The Hawker P.1072 was the designation given to the single P.1040 Sea Hawk prototype when it was given an auxiliary rocket engine in an attempt to improve its take-off performance. Early trials with the Sea Hawk had showed that it was a promising naval fighter, but that its high take-off speed was a limitation when operation from fighters. Standard Rocket Assisted Take-Off gear could be used, but an alternative solution was to fit a rocket engine into the tail of the aircraft.
Hawkers had carried out some work on this idea in 1947, and it was suggested that a new P.1040 prototype should be built to test it out. Nothing was done about this idea, and so when the existing P.1040 (VP401) completed its part in the flight test programme it was decided to use that aircraft instead. After winning the SBAC Challenge Cup on 1 August 1949 with the Hawker test pilot T. S. Wade at the controls VP401 was returned to Hawkers, but a series of problems then delayed progress, and the rocket engine was not installed until June 1950.

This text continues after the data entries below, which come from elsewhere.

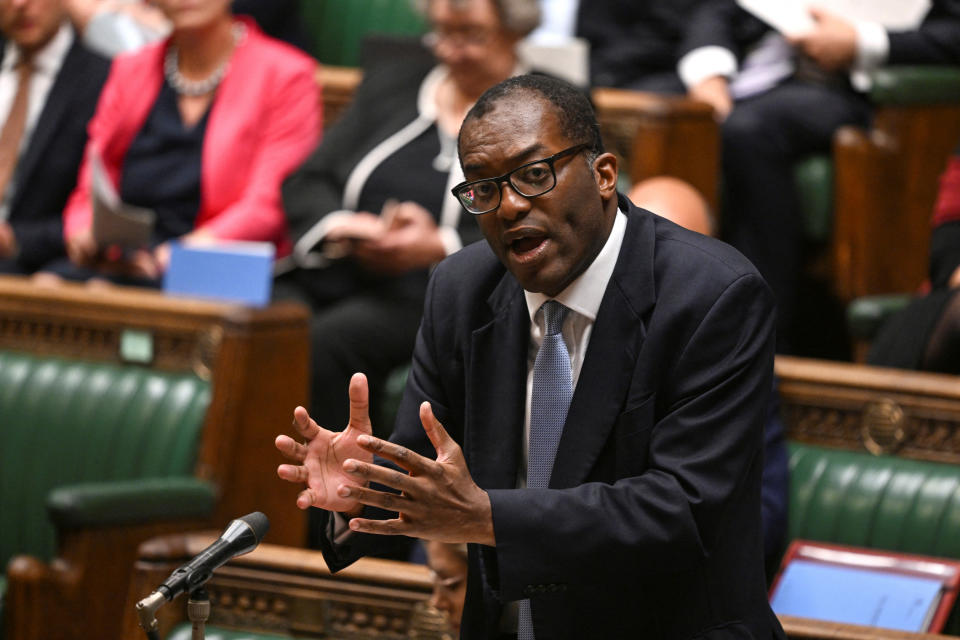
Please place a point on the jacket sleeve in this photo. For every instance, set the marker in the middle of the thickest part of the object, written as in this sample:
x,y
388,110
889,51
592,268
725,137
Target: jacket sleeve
x,y
291,125
935,41
78,213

The rocket chosen was the Armstrong Siddeley Snarler liquid-fuel rocket. This was mounted in the lower part of the rear fuselage, with the rocket nozzle below the rudder. The wings were reinforced to carry the extra weight, the rudder was modified to maintain its size despite the bottom being cut out, and a large bullet fairing replaced the acorn at the junction of the tail plane and rudder. Jet fuel was reduced to 120 gallons while the rocket carried enough fuel for a 2min 45sec burn.

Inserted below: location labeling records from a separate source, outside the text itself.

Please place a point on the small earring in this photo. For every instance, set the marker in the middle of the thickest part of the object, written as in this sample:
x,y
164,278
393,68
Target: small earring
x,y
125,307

The P.1072 made its maiden flight on 20 November 1950, making it the first British high-performance manned rocket-powered aircraft to fly, the first British mixed-power prototype to fly, and rather surprisingly Hawker's first twin engined aircraft to take to the air! A total of six flights were carried out between November and January 1951, but on the last trip a minor explosion in a pressure gauge transmitter caused damage to the fairings around the rocket. The aircraft was repaired, but never flew again.

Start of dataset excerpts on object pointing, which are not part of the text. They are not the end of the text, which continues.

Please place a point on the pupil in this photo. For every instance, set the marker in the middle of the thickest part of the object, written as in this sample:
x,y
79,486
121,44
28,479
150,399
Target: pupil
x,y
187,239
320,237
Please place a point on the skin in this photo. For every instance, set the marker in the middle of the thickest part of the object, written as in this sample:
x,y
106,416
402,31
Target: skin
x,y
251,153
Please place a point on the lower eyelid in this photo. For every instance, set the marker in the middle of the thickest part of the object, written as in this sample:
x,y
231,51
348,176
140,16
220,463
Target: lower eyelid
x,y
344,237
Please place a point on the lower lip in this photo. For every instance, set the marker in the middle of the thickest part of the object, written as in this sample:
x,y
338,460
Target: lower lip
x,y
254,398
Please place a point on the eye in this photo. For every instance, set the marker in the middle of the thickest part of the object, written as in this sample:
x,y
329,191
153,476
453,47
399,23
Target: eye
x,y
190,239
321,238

The test flights had mixed results. On the positive side the rate of climb was impressive, and it was calculated that the aircraft could have reached 50,000ft in 3.5 minutes. On the negative side that would have placed the unpressurised aircraft 10,000ft above its safe operating ceiling. The most significant problem was that the rocket was uncontrolled. Once fired, it quickly accelerated the aircraft towards its Mach limits, inducing buffet. The only way to lose this speed was to pull into a climb, which quickly brought the aircraft up to 40,000ft. The project was abandoned in favour of work into jet reheat.